Memory as the Treasurer of the Soul's Salvation
By which also ye are saved, if ye keep in memory what I preached unto you.—1 Corinthians 15:2
Salvation hinges upon memory. The Apostle Paul identifies five essential components: man's utmost happiness (salvation itself), the means to attain it (the gospel), the grace required (believing), the faculty necessary (memory), and the relationship binding them together.
Memory is that faculty of the soul wherein are reserved the things we know. Its threefold office comprises reception—like soft wax prepared to receive impressions; retention—whereby the memory serves as the great treasurer in the kingdom of the soul, alongside the will as viceroy, understanding as privy council, and conscience as judge; and recovery—recalling what has departed from present thought.
The excellence of this faculty astonishes: memory possesses power to make absent and past things present again. Consider those deprived of its use—they remember neither companion nor question asked moments before. All a man's past life dissolves if memory fails; likewise, the soul's comforts vanish so far as they are forgotten.
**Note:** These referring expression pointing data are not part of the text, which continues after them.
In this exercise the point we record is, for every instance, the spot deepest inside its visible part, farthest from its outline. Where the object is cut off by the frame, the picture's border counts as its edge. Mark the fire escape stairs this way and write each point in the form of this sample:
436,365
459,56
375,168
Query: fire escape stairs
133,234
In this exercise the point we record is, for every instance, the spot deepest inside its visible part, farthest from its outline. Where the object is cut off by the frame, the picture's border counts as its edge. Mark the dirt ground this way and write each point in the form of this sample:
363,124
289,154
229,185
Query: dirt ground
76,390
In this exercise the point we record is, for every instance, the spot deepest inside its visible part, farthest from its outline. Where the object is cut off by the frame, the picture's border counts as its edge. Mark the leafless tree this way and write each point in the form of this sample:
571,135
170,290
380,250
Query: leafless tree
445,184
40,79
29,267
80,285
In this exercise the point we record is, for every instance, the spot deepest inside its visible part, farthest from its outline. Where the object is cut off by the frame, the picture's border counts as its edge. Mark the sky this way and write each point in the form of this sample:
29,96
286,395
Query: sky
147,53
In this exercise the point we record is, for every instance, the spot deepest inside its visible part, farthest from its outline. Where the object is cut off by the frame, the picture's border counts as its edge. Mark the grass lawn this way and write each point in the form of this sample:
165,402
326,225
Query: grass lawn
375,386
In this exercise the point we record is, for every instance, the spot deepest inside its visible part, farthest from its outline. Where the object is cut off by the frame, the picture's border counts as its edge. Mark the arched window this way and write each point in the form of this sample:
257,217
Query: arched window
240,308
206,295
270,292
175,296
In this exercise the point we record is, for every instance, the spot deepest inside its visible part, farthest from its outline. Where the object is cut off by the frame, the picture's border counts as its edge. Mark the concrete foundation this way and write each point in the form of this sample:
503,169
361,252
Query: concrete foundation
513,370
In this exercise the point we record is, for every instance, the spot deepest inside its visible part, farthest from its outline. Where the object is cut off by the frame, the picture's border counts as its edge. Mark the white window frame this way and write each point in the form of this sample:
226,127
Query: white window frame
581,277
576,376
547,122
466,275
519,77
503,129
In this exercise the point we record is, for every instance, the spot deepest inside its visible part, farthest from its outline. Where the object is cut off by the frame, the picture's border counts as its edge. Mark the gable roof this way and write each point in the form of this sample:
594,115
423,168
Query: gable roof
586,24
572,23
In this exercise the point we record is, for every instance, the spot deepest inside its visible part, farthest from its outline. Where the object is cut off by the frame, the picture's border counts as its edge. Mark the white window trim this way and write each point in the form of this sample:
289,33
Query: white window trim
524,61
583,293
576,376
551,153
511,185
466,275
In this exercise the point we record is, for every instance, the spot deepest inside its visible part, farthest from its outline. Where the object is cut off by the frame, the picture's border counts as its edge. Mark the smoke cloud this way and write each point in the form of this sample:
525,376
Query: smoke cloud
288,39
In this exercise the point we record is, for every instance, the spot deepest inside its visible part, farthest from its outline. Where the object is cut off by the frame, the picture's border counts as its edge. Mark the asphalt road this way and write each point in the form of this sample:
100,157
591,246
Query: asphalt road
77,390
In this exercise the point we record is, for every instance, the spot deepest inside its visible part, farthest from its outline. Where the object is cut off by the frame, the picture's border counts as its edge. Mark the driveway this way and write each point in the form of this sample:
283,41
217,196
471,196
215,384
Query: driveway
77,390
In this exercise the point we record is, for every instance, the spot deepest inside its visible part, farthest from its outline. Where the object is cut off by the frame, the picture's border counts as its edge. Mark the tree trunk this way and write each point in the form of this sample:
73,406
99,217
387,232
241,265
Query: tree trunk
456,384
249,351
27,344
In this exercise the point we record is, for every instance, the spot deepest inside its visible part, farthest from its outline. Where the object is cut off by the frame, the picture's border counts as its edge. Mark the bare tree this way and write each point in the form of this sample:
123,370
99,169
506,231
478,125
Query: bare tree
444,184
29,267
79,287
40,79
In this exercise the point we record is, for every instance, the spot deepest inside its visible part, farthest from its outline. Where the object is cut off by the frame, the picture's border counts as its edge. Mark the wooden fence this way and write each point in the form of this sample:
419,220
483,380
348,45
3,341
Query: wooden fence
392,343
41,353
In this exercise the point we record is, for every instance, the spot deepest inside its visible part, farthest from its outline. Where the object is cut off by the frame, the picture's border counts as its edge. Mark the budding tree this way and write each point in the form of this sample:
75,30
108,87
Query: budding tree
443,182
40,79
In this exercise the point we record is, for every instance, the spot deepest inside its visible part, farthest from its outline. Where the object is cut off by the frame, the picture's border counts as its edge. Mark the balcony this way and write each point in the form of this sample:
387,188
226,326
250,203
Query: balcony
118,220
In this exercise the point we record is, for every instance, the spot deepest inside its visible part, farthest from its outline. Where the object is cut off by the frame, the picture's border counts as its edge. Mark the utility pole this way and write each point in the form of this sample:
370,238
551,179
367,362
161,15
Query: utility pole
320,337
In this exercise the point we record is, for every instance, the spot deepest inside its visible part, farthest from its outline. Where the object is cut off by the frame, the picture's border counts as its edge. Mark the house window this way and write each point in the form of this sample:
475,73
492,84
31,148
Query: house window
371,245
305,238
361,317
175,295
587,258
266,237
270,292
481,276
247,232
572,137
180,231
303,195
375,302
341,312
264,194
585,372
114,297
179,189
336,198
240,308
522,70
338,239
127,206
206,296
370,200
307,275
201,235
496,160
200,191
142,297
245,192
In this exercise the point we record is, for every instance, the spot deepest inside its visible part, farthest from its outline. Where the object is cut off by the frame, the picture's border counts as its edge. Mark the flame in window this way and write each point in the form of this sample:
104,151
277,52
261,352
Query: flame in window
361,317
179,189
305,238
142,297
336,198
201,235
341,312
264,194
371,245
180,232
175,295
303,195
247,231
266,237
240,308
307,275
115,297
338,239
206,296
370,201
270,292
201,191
Yet corruption afflicts this faculty through remembering what we should forget. We retain unprofitable things, hurtful injuries, and sinful accounts—a depraved memory resembles a sieve that lets good grain fall through while reserving only chaff. Themistocles told Simonides: "Rather teach me the art of forgetfulness, for the things which I would not, I remember."
Salvation requires we retain the gospel's truth and forget what hinders faith.